Partnerships for sustainable development
I found the (almost) last chapter the most interesting. This describes, with examples, eight different kinds of partnership arrangements established in Africa for using educational technology to further sustainable development goals. The author, Shafika Isaacs, convincingly argues that ‘no single entity…or institution can address complex and “wicked” educational problems on its own… partnerships are critical cornerstones to problem-solving in a volatile, uncertain, complex and ambiguous world.’ She is frank about the difficulties in forming effective partnerships, but also offers several principles for building effective partnerships.
From concepts to action
In her concluding chapter, Sheila Jagannathan not only summarises the eight main themes, but suggests the following conditions for success in reimagining digital learning for sustainable development:
- take equity and inclusion seriously
- embrace multi-stakeholder partnerships
- empower learning providers
- curate rather create digital learning assets
- capture data for evidence-based decisions
- communicate change frequently
- think like a futurist
She ends the chapter with a call to action.
Strengths and weaknesses of the book
I have given plenty of space to this review because this is an important book for emerging countries.

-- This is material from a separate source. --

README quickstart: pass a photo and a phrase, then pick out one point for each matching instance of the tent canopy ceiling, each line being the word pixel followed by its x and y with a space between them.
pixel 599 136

The book provides a comprehensive overview of the opportunities and challenges that digital learning will bring for emerging countries. Many of the chapters provide concise and easily understood briefings on many key issues associated with digital learning. There are several good examples of how some emerging countries have addressed some of these issues. ‘Learning leaders’ who read this book will be appraised of many of the issues that need to be addressed, and will have some suggestions about how to proceed next.
However, after reading the first few chapters, I wouldn’t be surprised if many ‘learning leaders’ in emerging countries suddenly felt the need to take early retirement, especially as even the most developed countries have yet to address successfully these issues. We are dealing with what one author calls a complex and ‘wicked’ problem, that of radically changing existing educational and training systems to adapt to an equally rapidly changing world. Nor was it helped that several of the early chapters were written at a high level of abstraction or generalisation. Indeed, the first chapters of this book reminded me very much of the problem with addressing climate change. Agreeing the goal is not the problem; the problem is finding ways to implement the necessary actions without massive disruption and threats to powerful interests. There are though plenty of examples in the book of how emerging countries are successfully tackling this ‘wicked’ problem.
Nevertheless, I would have liked a more critical view of the relevance, or the dangers, for emerging countries in particular of some of the new technologies described. The issue of technological colonialism was not discussed at all, and I was still left wondering about priorities. Yes, emerging countries need to be able to participate fully in the digital age and this will require major changes in education and training, but is this compatible with the need for education for all, or will digital learning be a privilege just for the elite in emerging countries?
It could be argued that these latter issues are well beyond the scope of the book, which is long enough already. Certainly the book will be a valuable briefing document for ‘learning leaders’ in emerging countries. I strongly believe though that the solutions to the challenge of digital learning will best come from within these countries, rather than from outside. Nevertheless, this book will be a valuable resource in helping emerging countries move in that direction.